Sustain Business Services Segment Revenue
Our Business Services segment generates the vast majority of its revenue from servicing and collecting on
our FFELP Loan portfolio and FFELP Loans for others. As a result of the elimination of FFELP in 2010,
servicing and collection revenues derived from FFELP-related sources are in decline. In 2012 we will work to
offset these declines through two primary means—pursuing additional growth and expansion of our non-FFELP -
related servicing and collection businesses and seeking to increase the FFELP-related loan servicing and
collection work we do for third parties. In 2012 we are targeting significant growth in the number of customers
we service for ED under our ED servicing and collection contracts, as well as in the total assets under
management in our 529 college-savings plans. We will explore both complementary and diversified strategies to
expand demand for our services in and beyond the student loan market. We will also more aggressively seek to
leverage our existing FFELP servicing platforms to be able to provide lower cost FFELP servicing to others
while increasing segment revenues from these sources.
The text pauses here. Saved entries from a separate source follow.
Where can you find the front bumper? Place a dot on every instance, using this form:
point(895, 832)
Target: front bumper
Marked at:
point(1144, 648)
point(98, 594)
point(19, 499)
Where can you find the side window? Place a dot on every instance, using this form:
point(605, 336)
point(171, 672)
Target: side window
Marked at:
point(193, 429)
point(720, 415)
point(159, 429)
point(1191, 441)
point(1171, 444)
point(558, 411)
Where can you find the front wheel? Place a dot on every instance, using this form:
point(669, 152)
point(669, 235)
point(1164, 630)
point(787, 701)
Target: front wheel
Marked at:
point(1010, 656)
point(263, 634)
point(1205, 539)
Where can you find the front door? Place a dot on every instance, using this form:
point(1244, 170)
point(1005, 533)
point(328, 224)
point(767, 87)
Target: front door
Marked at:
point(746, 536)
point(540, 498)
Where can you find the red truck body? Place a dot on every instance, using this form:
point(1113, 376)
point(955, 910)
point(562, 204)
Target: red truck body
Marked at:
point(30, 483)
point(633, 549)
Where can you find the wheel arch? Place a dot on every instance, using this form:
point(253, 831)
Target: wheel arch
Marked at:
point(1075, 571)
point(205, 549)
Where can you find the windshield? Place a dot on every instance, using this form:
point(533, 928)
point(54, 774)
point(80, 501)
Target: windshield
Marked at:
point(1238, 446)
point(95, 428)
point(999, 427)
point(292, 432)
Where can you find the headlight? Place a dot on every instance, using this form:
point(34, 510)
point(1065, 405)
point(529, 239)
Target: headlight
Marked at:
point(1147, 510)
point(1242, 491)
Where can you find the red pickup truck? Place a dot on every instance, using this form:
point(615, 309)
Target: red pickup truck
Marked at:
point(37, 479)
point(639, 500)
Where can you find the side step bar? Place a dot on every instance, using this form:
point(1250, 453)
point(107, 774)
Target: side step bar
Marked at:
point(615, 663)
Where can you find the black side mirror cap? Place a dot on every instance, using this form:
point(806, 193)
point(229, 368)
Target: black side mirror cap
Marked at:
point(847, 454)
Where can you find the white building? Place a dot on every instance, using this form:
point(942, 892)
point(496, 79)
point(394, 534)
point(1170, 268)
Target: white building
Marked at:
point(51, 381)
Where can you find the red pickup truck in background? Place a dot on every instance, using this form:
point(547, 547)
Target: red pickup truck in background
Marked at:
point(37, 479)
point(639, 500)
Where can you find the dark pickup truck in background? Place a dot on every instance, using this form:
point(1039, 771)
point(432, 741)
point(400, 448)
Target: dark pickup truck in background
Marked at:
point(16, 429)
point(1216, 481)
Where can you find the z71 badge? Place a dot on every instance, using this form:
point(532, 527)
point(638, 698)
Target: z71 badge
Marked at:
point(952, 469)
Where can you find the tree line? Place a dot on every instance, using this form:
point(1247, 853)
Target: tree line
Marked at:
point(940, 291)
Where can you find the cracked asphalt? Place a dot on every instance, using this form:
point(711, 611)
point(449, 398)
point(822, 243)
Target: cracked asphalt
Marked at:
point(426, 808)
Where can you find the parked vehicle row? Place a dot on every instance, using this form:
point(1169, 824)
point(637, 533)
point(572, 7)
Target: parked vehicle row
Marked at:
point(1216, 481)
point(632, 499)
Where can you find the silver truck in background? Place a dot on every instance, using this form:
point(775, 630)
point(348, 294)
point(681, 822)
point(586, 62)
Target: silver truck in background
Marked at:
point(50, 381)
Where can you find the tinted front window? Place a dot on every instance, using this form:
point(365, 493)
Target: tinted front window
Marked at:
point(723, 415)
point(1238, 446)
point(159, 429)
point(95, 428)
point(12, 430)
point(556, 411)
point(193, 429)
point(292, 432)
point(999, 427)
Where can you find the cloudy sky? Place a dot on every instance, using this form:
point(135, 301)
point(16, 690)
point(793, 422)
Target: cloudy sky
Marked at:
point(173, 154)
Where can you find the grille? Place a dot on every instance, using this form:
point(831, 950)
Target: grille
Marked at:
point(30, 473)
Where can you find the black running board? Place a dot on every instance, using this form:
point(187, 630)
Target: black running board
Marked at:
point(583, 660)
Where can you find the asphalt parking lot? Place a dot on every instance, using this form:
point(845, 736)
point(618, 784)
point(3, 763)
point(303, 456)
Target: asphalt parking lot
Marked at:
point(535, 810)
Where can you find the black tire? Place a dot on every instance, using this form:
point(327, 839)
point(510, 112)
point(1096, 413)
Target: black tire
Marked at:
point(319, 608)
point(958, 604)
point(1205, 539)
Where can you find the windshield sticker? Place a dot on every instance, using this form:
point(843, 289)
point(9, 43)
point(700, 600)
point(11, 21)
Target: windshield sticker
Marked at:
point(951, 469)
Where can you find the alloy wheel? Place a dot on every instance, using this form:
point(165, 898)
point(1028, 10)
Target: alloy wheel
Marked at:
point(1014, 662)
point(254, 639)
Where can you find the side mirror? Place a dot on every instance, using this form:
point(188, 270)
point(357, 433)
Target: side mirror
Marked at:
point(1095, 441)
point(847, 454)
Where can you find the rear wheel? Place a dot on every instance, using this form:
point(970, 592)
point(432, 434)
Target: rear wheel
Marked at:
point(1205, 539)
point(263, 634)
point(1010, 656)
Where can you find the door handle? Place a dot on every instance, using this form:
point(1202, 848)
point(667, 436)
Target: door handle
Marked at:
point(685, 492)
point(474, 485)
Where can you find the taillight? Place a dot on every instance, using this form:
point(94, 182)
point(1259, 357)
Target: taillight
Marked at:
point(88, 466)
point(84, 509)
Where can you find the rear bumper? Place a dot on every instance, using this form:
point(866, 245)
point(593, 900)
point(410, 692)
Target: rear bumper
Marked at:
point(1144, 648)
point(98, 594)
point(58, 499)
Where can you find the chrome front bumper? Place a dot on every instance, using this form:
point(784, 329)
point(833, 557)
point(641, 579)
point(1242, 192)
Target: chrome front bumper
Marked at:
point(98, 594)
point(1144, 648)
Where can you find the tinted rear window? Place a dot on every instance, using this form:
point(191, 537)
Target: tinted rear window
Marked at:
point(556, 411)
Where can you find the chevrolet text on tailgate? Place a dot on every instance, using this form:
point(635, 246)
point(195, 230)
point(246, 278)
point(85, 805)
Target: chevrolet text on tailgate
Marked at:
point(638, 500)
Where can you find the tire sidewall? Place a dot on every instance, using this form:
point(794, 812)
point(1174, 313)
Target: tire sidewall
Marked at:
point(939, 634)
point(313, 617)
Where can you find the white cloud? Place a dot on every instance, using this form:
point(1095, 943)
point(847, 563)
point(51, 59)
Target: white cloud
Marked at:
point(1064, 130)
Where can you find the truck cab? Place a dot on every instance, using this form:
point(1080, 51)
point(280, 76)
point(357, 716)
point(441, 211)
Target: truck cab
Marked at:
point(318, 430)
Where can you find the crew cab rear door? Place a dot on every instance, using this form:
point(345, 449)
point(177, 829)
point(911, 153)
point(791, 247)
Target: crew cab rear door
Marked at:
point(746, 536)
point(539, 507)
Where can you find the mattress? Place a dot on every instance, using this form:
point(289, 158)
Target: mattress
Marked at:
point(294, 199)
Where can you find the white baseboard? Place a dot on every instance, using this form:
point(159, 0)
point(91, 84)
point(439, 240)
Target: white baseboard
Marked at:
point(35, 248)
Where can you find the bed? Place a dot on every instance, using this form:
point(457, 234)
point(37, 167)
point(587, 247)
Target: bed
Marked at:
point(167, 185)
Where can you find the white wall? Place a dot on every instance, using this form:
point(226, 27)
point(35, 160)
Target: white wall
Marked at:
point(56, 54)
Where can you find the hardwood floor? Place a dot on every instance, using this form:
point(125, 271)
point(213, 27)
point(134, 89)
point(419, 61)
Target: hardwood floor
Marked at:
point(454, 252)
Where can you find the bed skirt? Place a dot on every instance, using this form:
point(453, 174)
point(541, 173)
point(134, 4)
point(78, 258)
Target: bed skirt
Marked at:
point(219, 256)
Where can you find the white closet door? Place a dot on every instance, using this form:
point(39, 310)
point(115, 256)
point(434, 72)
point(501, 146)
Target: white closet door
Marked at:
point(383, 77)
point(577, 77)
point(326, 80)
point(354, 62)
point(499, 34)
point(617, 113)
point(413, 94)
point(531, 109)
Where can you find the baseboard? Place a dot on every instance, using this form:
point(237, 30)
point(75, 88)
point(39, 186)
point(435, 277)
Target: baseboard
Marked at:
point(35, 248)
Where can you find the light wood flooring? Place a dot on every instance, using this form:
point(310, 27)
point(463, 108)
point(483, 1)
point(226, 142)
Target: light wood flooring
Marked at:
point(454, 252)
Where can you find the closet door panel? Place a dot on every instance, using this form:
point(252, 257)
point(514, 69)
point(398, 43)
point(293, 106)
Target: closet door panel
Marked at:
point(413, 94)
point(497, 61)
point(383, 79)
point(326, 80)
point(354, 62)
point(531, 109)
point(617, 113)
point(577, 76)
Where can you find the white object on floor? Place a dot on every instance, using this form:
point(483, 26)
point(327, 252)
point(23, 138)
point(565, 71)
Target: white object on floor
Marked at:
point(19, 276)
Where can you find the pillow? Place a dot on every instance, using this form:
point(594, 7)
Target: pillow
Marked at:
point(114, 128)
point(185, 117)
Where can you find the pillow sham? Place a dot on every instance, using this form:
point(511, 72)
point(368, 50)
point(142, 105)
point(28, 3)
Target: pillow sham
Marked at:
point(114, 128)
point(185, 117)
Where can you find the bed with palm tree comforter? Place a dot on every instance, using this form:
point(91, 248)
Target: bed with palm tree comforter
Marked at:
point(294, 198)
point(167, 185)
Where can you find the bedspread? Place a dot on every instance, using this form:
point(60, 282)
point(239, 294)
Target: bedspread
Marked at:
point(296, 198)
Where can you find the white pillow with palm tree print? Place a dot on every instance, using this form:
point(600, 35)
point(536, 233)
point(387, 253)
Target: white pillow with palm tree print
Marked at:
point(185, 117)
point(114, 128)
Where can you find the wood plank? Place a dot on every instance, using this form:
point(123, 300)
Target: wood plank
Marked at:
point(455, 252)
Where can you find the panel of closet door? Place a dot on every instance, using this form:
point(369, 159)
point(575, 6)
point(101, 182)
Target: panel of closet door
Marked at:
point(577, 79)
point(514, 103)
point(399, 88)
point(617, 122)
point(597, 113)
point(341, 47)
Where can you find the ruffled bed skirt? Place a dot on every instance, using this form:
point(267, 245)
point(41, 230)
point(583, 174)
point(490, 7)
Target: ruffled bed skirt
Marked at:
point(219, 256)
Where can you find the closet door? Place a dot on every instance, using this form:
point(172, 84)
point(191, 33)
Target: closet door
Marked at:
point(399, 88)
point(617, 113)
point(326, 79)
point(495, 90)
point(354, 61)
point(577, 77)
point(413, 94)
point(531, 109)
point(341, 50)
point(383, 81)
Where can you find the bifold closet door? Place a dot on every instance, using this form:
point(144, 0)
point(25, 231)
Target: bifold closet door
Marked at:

Maximize Cash Flows from FFELP Loans
In 2012 we will continue to focus on opportunistically purchasing additional FFELP Loan portfolios from
other lenders. As cash flows from our existing FFELP Loans decline over coming years, it also becomes
increasingly important that we actively manage and continue to reduce operating and overhead costs attributable
to the maintenance and management of this segment. Continuing to reduce these operating and overhead costs
will also increase net income for our Business Services segment.
Reduce Operating Expenses
We achieved our 2011 management objective of having a quarterly operating expense of $250 million or
less in the fourth quarter of 2011. In 2012 we will strive to sustain or improve on this quarterly run rate for the
full fiscal year.
Improve Our Financial Strength
In January 2012 we announced an increase in our quarterly dividend to $0.125 per share and a new $500
million common share repurchase program. Of equal note, it is management’s objective for 2012 to provide these
increased shareholder distributions while at the same time ending 2012 with a balance sheet and capital positions
as strong or stronger than those with which we ended in 2011.